二零一七年十月二十二日


Reflection


“The Source of Authority and Power”

(Fr Regie, MSP)

The magnificence of the world and the enormous capacity of human beings to recreate things reveal the existence of such power we hold in our hands. Yet, not being aware of or separating the exercise of this power from its ultimate source who is God has brought also the painful consequence of destruction in our midst, for apart from the divine nurturing and nourishing power, it can be abused through the detriment of people. Without accountability to God, power would become a brute force used to subjugate and manipulate people. Hence, by submitting to the authority of God, human power becomes a source of life for others and used for human flourishing. It is in a way purified by God’s power.

The prophet Isaiah (45:1, 4-6) in the first reading explains that Cyrus, the Emperor of Persians, the most powerful man in the known world was simply an instrument chosen by God to carry out his plan. This shows also that all other powers on earth are under the supreme dominion of God. “I have called you by your name, giving you a title, though you know me not…It is I who arm you…men may know that there is none besides me.” The word of God exhorts Cyrus that he is behind his power and that through him others may know God. He must know that the source of his authority is hidden and unknown and by recognising it he will exercise the power entrusted to him to do good, render justice and do the will of God. At this time when we find world leaders who do not regard God as the source of their authority, we are consoled in the realisation that God is still in control and he can use for his own ends even those who do not know him.

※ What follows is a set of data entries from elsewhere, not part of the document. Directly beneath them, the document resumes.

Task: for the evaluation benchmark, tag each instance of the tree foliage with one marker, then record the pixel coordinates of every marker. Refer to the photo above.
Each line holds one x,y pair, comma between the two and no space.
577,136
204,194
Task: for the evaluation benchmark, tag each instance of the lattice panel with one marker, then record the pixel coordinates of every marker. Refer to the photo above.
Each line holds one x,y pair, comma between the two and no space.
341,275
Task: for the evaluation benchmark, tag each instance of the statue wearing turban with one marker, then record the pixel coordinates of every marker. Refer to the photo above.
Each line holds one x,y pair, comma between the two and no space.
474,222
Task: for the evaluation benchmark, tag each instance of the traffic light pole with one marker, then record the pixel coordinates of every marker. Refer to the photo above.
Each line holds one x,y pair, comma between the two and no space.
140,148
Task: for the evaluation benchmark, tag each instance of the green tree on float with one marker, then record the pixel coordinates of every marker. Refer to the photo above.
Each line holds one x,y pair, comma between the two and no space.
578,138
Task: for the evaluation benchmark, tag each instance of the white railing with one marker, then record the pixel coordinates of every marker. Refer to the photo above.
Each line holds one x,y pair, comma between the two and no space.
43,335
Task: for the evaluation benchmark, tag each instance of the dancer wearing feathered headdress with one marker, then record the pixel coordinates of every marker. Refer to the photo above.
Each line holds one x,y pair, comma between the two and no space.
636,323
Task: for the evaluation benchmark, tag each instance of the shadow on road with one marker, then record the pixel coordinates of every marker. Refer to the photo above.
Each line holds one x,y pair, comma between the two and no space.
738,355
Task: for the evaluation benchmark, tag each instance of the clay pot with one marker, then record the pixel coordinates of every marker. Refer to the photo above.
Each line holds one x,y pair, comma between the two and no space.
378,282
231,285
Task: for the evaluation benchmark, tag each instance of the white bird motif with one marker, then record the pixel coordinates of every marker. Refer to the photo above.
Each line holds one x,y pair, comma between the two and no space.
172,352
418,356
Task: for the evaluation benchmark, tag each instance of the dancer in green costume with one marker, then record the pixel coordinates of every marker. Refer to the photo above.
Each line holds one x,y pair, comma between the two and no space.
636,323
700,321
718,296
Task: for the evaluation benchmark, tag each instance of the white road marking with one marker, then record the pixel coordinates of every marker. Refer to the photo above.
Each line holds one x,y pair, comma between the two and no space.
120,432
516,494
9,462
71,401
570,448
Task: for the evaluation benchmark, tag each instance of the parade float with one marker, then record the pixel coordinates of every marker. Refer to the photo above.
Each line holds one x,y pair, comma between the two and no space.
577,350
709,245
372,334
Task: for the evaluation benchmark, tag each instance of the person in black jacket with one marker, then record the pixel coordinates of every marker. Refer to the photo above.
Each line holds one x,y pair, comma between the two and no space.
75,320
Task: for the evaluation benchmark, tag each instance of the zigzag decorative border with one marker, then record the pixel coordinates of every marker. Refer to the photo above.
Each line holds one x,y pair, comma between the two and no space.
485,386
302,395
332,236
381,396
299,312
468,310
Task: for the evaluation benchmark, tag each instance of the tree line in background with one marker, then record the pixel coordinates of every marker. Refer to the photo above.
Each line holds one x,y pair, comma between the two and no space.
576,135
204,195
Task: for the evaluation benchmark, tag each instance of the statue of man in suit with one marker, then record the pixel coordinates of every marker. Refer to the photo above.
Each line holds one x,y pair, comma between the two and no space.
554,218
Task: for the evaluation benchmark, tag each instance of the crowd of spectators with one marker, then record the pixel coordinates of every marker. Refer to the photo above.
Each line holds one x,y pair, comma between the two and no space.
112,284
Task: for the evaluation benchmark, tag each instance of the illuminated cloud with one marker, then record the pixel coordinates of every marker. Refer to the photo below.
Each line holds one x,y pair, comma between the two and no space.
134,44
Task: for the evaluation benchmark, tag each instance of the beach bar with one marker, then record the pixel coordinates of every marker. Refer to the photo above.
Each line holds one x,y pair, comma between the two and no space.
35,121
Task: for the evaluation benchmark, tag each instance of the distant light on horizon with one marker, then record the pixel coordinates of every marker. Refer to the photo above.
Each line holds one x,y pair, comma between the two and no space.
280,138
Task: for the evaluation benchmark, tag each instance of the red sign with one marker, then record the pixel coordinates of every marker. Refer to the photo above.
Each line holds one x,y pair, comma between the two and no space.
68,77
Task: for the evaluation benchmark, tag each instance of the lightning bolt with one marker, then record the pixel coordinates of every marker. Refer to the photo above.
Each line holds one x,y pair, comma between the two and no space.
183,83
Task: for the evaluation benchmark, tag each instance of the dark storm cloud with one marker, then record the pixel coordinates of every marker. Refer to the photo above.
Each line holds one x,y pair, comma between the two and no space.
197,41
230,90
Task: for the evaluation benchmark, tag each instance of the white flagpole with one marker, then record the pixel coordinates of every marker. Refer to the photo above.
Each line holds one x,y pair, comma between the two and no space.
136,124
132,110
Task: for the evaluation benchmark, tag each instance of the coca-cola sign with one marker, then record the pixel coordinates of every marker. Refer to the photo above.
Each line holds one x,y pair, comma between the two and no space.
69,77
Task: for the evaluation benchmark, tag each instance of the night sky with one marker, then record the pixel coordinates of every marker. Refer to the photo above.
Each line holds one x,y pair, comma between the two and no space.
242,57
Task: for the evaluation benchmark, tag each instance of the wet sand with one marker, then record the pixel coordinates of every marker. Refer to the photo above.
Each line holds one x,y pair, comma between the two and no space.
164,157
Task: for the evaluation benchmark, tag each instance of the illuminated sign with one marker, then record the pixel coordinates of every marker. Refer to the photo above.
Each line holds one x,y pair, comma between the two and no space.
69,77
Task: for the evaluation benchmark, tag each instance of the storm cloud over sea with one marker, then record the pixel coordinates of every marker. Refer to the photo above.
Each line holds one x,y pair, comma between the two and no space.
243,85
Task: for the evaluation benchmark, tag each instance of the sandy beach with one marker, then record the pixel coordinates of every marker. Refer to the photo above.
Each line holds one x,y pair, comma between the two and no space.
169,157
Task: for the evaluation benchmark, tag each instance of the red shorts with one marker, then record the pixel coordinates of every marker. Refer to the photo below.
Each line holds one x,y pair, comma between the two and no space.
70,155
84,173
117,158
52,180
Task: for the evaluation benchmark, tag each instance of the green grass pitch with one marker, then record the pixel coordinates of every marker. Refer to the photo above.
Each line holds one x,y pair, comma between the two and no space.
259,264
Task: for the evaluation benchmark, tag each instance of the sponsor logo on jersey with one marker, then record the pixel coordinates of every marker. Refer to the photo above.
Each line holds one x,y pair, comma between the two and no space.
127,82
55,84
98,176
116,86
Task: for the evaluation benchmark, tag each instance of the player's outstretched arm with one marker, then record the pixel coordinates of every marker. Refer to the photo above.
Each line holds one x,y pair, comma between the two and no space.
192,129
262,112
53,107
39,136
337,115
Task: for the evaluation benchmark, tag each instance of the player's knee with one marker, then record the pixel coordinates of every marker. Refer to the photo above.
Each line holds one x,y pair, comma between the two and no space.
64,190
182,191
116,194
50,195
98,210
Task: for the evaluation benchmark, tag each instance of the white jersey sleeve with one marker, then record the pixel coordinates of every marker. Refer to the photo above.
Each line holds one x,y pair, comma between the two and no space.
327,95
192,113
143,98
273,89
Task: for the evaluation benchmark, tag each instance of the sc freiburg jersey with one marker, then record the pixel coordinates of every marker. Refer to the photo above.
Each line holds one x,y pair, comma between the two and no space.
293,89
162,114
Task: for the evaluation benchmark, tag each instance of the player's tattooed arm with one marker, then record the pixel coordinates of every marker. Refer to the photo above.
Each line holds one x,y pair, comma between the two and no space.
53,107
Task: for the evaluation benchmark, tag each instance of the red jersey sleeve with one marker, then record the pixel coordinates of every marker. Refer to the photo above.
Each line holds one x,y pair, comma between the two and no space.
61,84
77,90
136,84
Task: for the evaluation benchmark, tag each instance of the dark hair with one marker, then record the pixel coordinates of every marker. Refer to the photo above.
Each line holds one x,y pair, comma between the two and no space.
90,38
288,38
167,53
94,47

In the Gospel (Matthew 22:15-21) we find the Pharisees and the Herodians who try to trap Jesus. They are not concerned so much about the supreme rule of God, rather they are out to get Jesus putting him in a dilemma about their question, “Is it lawful to pay tax to the emperor or not?” They think Jesus will choose one, thus get in trouble either of his own people or of the Roman authorities. Jesus whose wisdom is of God use this as an opportunity to teach them about the kingdom of God who rules over the world and the kingdoms of men whose authority ultimately comes from God. To make his point he asks them to show him the coin used to pay taxes. The silver coin is stamped with image of Tiberius Caesar. When Jesus questions them whose image is on the coin, the Pharisees have no way but to tell him “Caesar’s”. He pronounces then a legitimate teaching, “Give to Caesar what is Caesar’s, but give to God what is God’s.”

There should be no conflict between political and religious obligations when they are legitimately met. Jesus, however, in saying “give to Caesar what is Caesar’s, but give to God what is God’s” subordinates the claims of Caesar to the claims of God. If the Roman coin bears the image of Caesar, then it belongs to him and should be given back to him. But the human person bears the image of the living God (Gen 1;27), hence, every human being including Caesar, the Emperor Cyrus in the first reading and every ruler of nations are all subject to God and should submit themselves to him. Saint Paul in the second reading (1 Thessalonians 1:1-5) reiterates that the church “belong to God the Father and the Lord Jesus Christ.” And the preaching of the Gospel comes from the power of the Holy Spirit. To be able to bring life to the world, to help in the building up of the just, loving society, we all need to submit to the authority and power of God which is love and mercy itself. Then the power of greed and selfishness is overcome by the power of the grace of God.